3:15 am
San Jose
Trying to wind myself down to go to sleep. Brain won’t stop.
Cate called again while I was onstage. Said she knew I’d be worried so she wanted to leave me a message to say she arrived safely, she was at the Embassy, and she would be staying on the U.S. compound the whole time she’s in Bogota. Thank God. She’ll be there a week or two. I’ll probably be back home before she is.
After that message she called right back and left me another one. No work stuff, no checking in, no travel plans or details or I-can’t-tell-you shit. Just a list of the reasons she loves me, how I make her feel, how she can’t wait to make love to me again.

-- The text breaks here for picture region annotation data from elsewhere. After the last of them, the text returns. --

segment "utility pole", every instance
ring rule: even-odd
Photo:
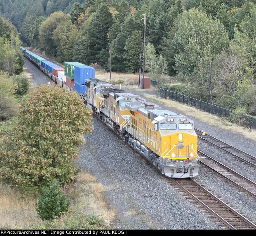
[[[208,90],[208,103],[210,103],[210,94],[211,91],[211,61],[210,61],[210,71],[209,75],[209,87]]]
[[[141,71],[141,53],[140,54],[140,72],[139,73],[139,87],[140,83],[140,72]]]
[[[111,49],[109,49],[109,80],[111,80]]]
[[[142,16],[144,15],[144,46],[143,47],[143,70],[142,75],[142,89],[144,89],[144,73],[145,72],[145,46],[146,41],[146,12],[144,14],[142,14]],[[142,18],[143,19],[143,18]]]

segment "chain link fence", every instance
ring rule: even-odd
[[[154,82],[151,84],[152,86],[160,86],[162,85],[165,85],[164,84],[158,81],[153,81]],[[154,84],[156,84],[156,85],[154,85]],[[219,116],[230,117],[232,112],[231,110],[161,88],[160,97],[162,98],[173,100],[187,106],[193,107],[201,110]],[[239,122],[240,124],[247,128],[256,128],[256,118],[251,116],[247,115],[242,114],[240,116],[240,118],[241,121],[241,122]]]

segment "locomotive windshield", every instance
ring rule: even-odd
[[[164,123],[160,125],[160,129],[176,129],[177,125],[176,124]]]
[[[125,104],[128,103],[128,102],[130,102],[130,101],[127,102],[127,101],[120,101],[120,105],[122,106],[125,106]]]
[[[192,129],[193,128],[193,124],[191,123],[179,124],[178,126],[179,129]]]

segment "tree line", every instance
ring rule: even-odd
[[[211,102],[255,115],[255,2],[38,0],[43,13],[28,12],[19,30],[24,43],[60,62],[108,69],[111,48],[112,71],[136,73],[146,13],[146,69],[154,79],[168,72],[180,83],[176,89],[207,101],[211,61]]]

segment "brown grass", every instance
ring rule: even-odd
[[[105,188],[95,182],[95,176],[81,171],[76,182],[62,187],[65,194],[71,200],[71,205],[69,212],[58,218],[59,226],[64,225],[75,211],[85,216],[94,215],[107,224],[111,224],[115,215],[115,211],[109,208],[106,200]],[[18,190],[0,183],[0,229],[36,228],[43,225],[44,221],[36,210],[36,201],[35,196],[23,195]]]
[[[35,196],[23,195],[17,190],[0,183],[0,228],[26,228],[39,224]]]
[[[246,138],[256,141],[256,130],[255,130],[252,129],[251,132],[249,132],[248,129],[194,107],[188,106],[171,100],[163,99],[146,93],[144,94],[143,95],[152,101],[159,102],[169,107],[178,109],[184,114],[191,116],[199,120],[224,129],[239,133]]]

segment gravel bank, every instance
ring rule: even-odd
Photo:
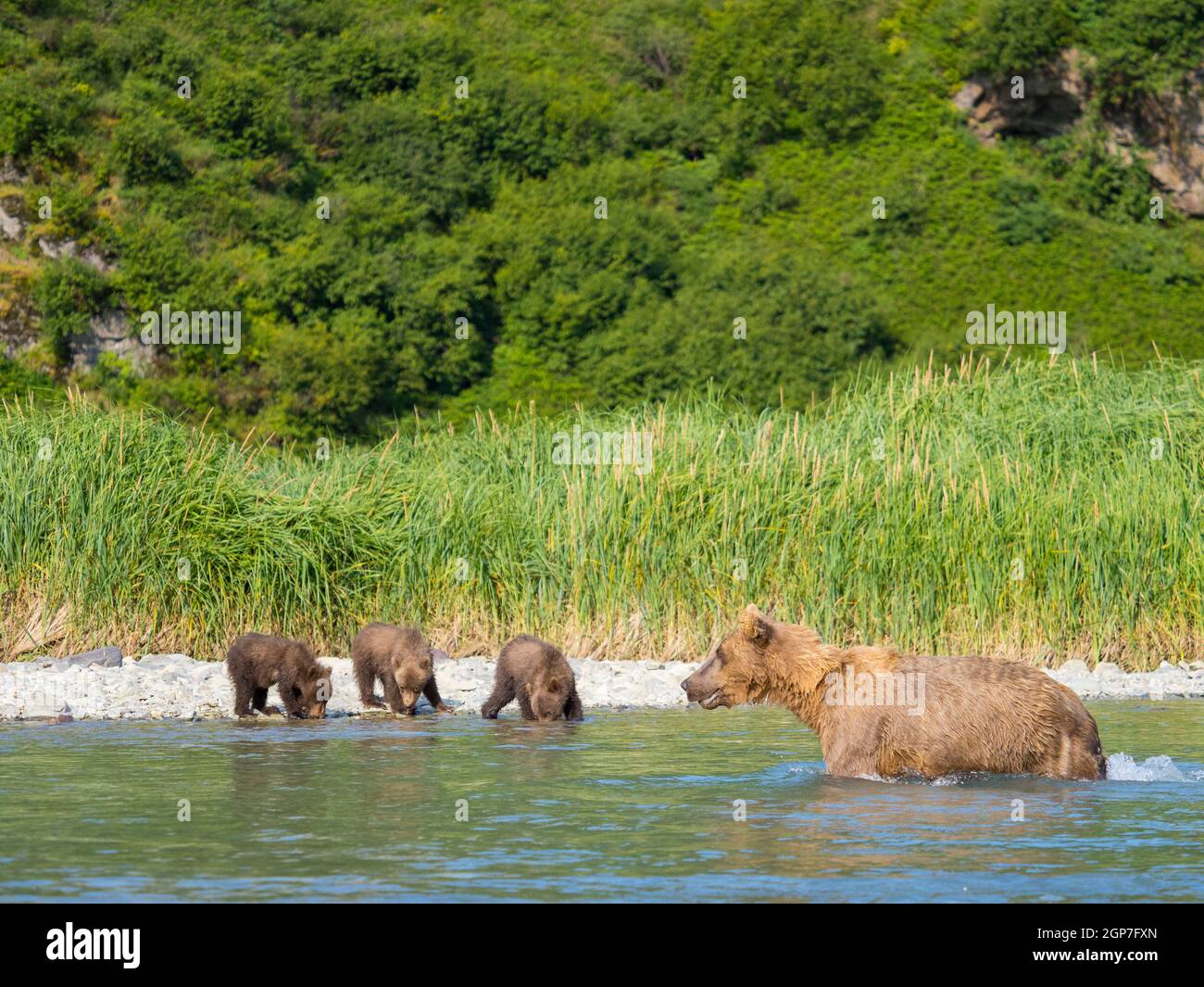
[[[106,664],[98,664],[98,654]],[[349,658],[323,658],[334,670],[330,716],[365,712],[352,681]],[[695,668],[687,662],[601,662],[571,659],[586,707],[684,706],[680,681]],[[492,687],[492,658],[449,658],[435,663],[439,692],[456,715],[477,716]],[[1067,662],[1050,672],[1085,699],[1204,697],[1204,663],[1163,664],[1151,672],[1121,671],[1102,663],[1088,670]],[[268,703],[277,703],[276,691]],[[220,662],[196,662],[185,654],[120,658],[110,651],[75,659],[0,664],[0,719],[220,719],[231,716],[234,691]],[[420,712],[430,706],[421,700]],[[380,715],[373,712],[372,715]],[[502,716],[518,716],[514,705]]]

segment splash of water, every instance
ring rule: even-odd
[[[1140,764],[1125,753],[1109,754],[1109,781],[1204,781],[1204,771],[1184,772],[1165,754],[1147,757]]]

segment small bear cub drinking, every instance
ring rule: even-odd
[[[494,672],[494,692],[480,707],[486,719],[518,699],[524,719],[580,719],[577,678],[555,645],[520,634],[502,648]]]
[[[368,624],[352,641],[352,666],[360,701],[368,709],[385,705],[374,695],[379,678],[395,713],[413,716],[419,694],[439,712],[452,712],[435,685],[435,653],[421,631],[412,627]]]
[[[252,710],[278,713],[267,706],[267,689],[277,686],[281,701],[296,719],[326,716],[331,677],[313,652],[301,641],[270,634],[243,634],[226,652],[226,672],[234,682],[234,715],[250,716]]]

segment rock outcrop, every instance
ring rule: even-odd
[[[1070,48],[1052,65],[1023,74],[1023,98],[1010,78],[970,78],[954,96],[984,143],[999,135],[1054,136],[1079,125],[1096,93],[1091,60]],[[1109,148],[1144,163],[1158,188],[1190,216],[1204,216],[1204,66],[1169,92],[1100,105]]]

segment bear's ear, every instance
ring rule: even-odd
[[[740,631],[752,644],[765,647],[773,636],[773,624],[760,610],[749,604],[740,613]]]

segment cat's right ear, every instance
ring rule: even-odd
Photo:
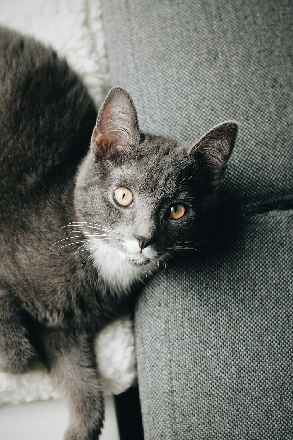
[[[132,99],[124,89],[114,87],[106,97],[92,135],[90,143],[96,159],[121,154],[140,137]]]

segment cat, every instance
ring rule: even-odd
[[[205,236],[237,125],[192,144],[143,133],[119,87],[97,118],[64,60],[3,28],[0,63],[0,369],[41,359],[69,405],[65,439],[96,439],[94,336]]]

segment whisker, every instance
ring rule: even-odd
[[[101,238],[100,239],[101,240],[106,240],[107,239],[106,238]],[[87,244],[87,243],[89,243],[90,242],[95,242],[95,241],[96,241],[96,240],[80,240],[79,242],[74,242],[74,243],[69,243],[68,244],[64,245],[64,246],[61,246],[61,247],[60,247],[59,248],[59,249],[58,249],[58,250],[57,251],[57,253],[58,253],[59,251],[59,250],[60,250],[60,249],[62,249],[62,248],[65,247],[66,246],[71,246],[72,245],[78,244],[78,243],[86,243]]]
[[[85,246],[85,245],[83,245],[83,246]],[[74,251],[74,252],[73,252],[73,253],[74,253],[74,254],[77,253],[78,252],[84,252],[84,251],[85,251],[85,250],[92,250],[93,249],[102,249],[103,248],[109,247],[109,246],[112,247],[112,246],[113,246],[113,245],[112,245],[112,244],[110,244],[110,245],[104,245],[103,246],[97,246],[96,247],[90,248],[89,249],[82,249],[81,250],[78,250],[78,249],[76,249],[76,250]],[[80,248],[82,247],[82,246],[80,246],[80,247],[78,248],[78,249],[80,249]]]
[[[91,223],[90,222],[87,222],[87,221],[73,221],[73,222],[70,222],[70,223],[68,224],[68,225],[71,225],[71,224],[73,225],[74,224],[91,224],[91,225],[93,225],[94,226],[100,226],[101,227],[103,228],[103,229],[107,229],[108,231],[111,231],[111,232],[115,232],[115,231],[114,231],[113,229],[111,229],[109,227],[108,227],[106,226],[103,226],[101,224],[98,224],[98,223]]]
[[[105,237],[112,236],[112,234],[101,234],[101,232],[88,232],[87,231],[86,232],[84,232],[83,231],[67,231],[67,232],[69,234],[73,234],[73,233],[76,233],[76,233],[81,232],[82,234],[90,234],[91,235],[104,235]]]
[[[83,238],[84,238],[84,235],[76,235],[75,237],[68,237],[66,238],[62,238],[62,240],[59,240],[58,241],[56,242],[56,243],[54,243],[54,244],[53,245],[53,246],[51,246],[51,247],[50,248],[50,249],[48,251],[48,253],[49,253],[51,251],[51,250],[52,249],[52,248],[54,247],[54,246],[55,246],[55,245],[58,244],[58,243],[60,243],[61,242],[64,242],[65,240],[70,240],[70,239],[72,239],[72,238],[79,238],[80,237],[82,237]],[[72,244],[74,244],[74,243],[72,243]]]
[[[79,224],[79,225],[68,225],[68,225],[66,225],[66,226],[63,226],[63,227],[61,228],[61,229],[63,229],[64,227],[74,227],[75,226],[75,227],[76,227],[76,226],[79,226],[79,227],[81,227],[91,228],[93,229],[97,229],[97,230],[99,230],[100,231],[103,231],[104,232],[112,232],[112,231],[107,231],[107,230],[104,229],[104,228],[97,227],[96,226],[88,226],[87,225],[86,225],[86,224]],[[61,231],[61,229],[60,229],[60,231]],[[59,231],[59,232],[60,232],[60,231]],[[114,231],[113,232],[114,232]],[[84,233],[84,232],[83,233]]]

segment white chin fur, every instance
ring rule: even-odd
[[[92,239],[92,238],[90,238]],[[101,246],[101,242],[99,240],[92,242],[93,242],[92,244],[93,249]],[[137,245],[139,251],[140,251],[138,243]],[[134,249],[134,246],[132,247],[132,249]],[[150,266],[153,265],[136,266],[130,264],[127,259],[136,260],[139,264],[140,262],[143,262],[142,260],[144,260],[144,257],[149,259],[155,256],[154,253],[156,253],[151,249],[148,249],[147,248],[143,249],[142,253],[138,253],[133,251],[132,252],[122,252],[116,248],[109,246],[109,247],[101,248],[98,252],[95,252],[92,255],[91,258],[100,276],[110,288],[119,293],[121,292],[121,289],[129,290],[134,283],[145,278],[146,271],[149,273]]]

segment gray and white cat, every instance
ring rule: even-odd
[[[193,145],[142,133],[119,88],[96,116],[65,61],[1,29],[0,369],[42,360],[68,403],[67,440],[102,426],[94,334],[204,237],[237,132],[224,122]]]

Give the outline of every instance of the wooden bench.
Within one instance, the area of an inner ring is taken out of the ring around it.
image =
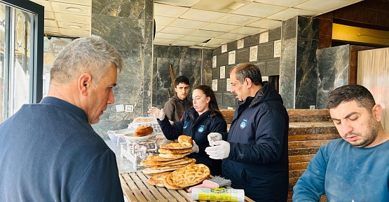
[[[231,124],[234,110],[220,111],[227,124]],[[288,201],[292,201],[293,187],[320,146],[341,137],[331,121],[327,109],[287,109],[287,113],[289,118]],[[326,201],[325,196],[322,196],[320,201]]]

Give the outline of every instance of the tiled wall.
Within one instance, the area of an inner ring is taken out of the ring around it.
[[[212,50],[154,45],[153,51],[153,106],[163,107],[169,98],[168,90],[173,95],[170,65],[173,79],[179,75],[188,77],[191,89],[200,84],[211,85]],[[191,96],[191,90],[189,100]]]
[[[229,72],[237,64],[258,66],[264,79],[278,87],[281,55],[281,27],[222,45],[213,50],[212,89],[219,108],[236,107],[238,100],[230,92]]]
[[[115,103],[93,125],[103,138],[108,138],[107,131],[126,128],[133,118],[146,116],[151,101],[153,1],[122,1],[92,2],[91,34],[112,44],[125,63],[114,89]],[[133,112],[118,112],[116,105],[136,107]]]

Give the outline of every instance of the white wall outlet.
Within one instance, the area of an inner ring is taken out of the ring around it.
[[[116,112],[124,112],[124,105],[116,105]]]
[[[134,105],[125,105],[125,112],[134,112]]]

I’ve replayed it about a hundred times. I can close my eyes and see her smile. Wearing her scarf around my neck, the one she always slips in my bag before I leave. I can smell her perfume.
She knows me so well, always knows how to comfort me, to talk me down when I get spun up. Even when she’s not here. The only thing better will be when I can hold her again.
1:10 pm
San Jose Airport
Finally got some sleep. Talked to Cate when I woke up. Everything looks better by the light of day.
She’s fine, working so couldn’t talk long. She assured me she’s not doing ops in Colombia; just meetings. That makes me feel better, though she didn’t say who she’s meeting with. I assume with Colombian federal police and our people at the Embassy, probably military types too. I don’t need or want to know – don’t need to get myself spun up again like last night.
Fantastic show last night – one of those almost out-of-body experiences I occasionally have. Was so in the zone I don’t really remember the performance, but I do remember the crowd. It was small—a LOT of empty stadium out there—but their energy was incredible. I looked around at all those faces and just couldn’t believe it. There were actually TEARS in a lot of those eyes. Felt like the old days, back on Slippery and Jersey, when the audiences were just frenetic. Such passion. I could have sung all night.
I needed a show like last night to jump-start me. Just haven’t felt myself this leg. I’m not phoning it in by any means—still leaving my pound of flesh out there under the lights. But I just haven’t been able to focus like usual. Maybe it’s because I know this is a short swing and then I’m back home again until December. Hard to get amped up for the short sets sometimes.
I miss my family, but no more than usual. Cate’s trip has me a little worried, but I didn’t know about it until yesterday. The thing with Steph has me a little freaked out too. Maybe that’s the problem—I can’t quite get past the boyfriend yet. I feel like I need to get back home and talk to Steph one-on-one about this. Maybe then I’ll be able to let it go.
My caveman instinct must be kicking in. Man have to protect woman and child, feel helpless when can’t. Ugh.
Christ, I sound like a psychiatrist, analyzing myself. Ha ha.
On to Lima today if we ever get out of the fucking airport. On hour 4 of weather delay now. Great way to spend the day, hiding in a corner of the VIP lounge with a briefcase full of paperwork.
5:30 pm
Pop the champagne corks, folks! PK just came over and told us the rumor is true – we’re being nominated for induction into the Rock and Roll Hall of Fame! Official announcement in the morning.
Know I have to play it cool, but I can’t stop fucking grinning. I really thought we would be snubbed again this year. It’s all political bullshit as to who gets in and who doesn’t, but it’s the fucking R&R HALL OF FAME. How can we not be excited? Trying not to get my hopes up too much that we’ll actually make it in, but this is the first step.
PK doesn’t know who all else is nominated but said he heard Alice and Tom Waits were on the short list too. Both would be great company in an induction class. They both should have been in years ago, but that’s another rant. Celebrate what we can first.
Still stuck in airport, so may as well have a party!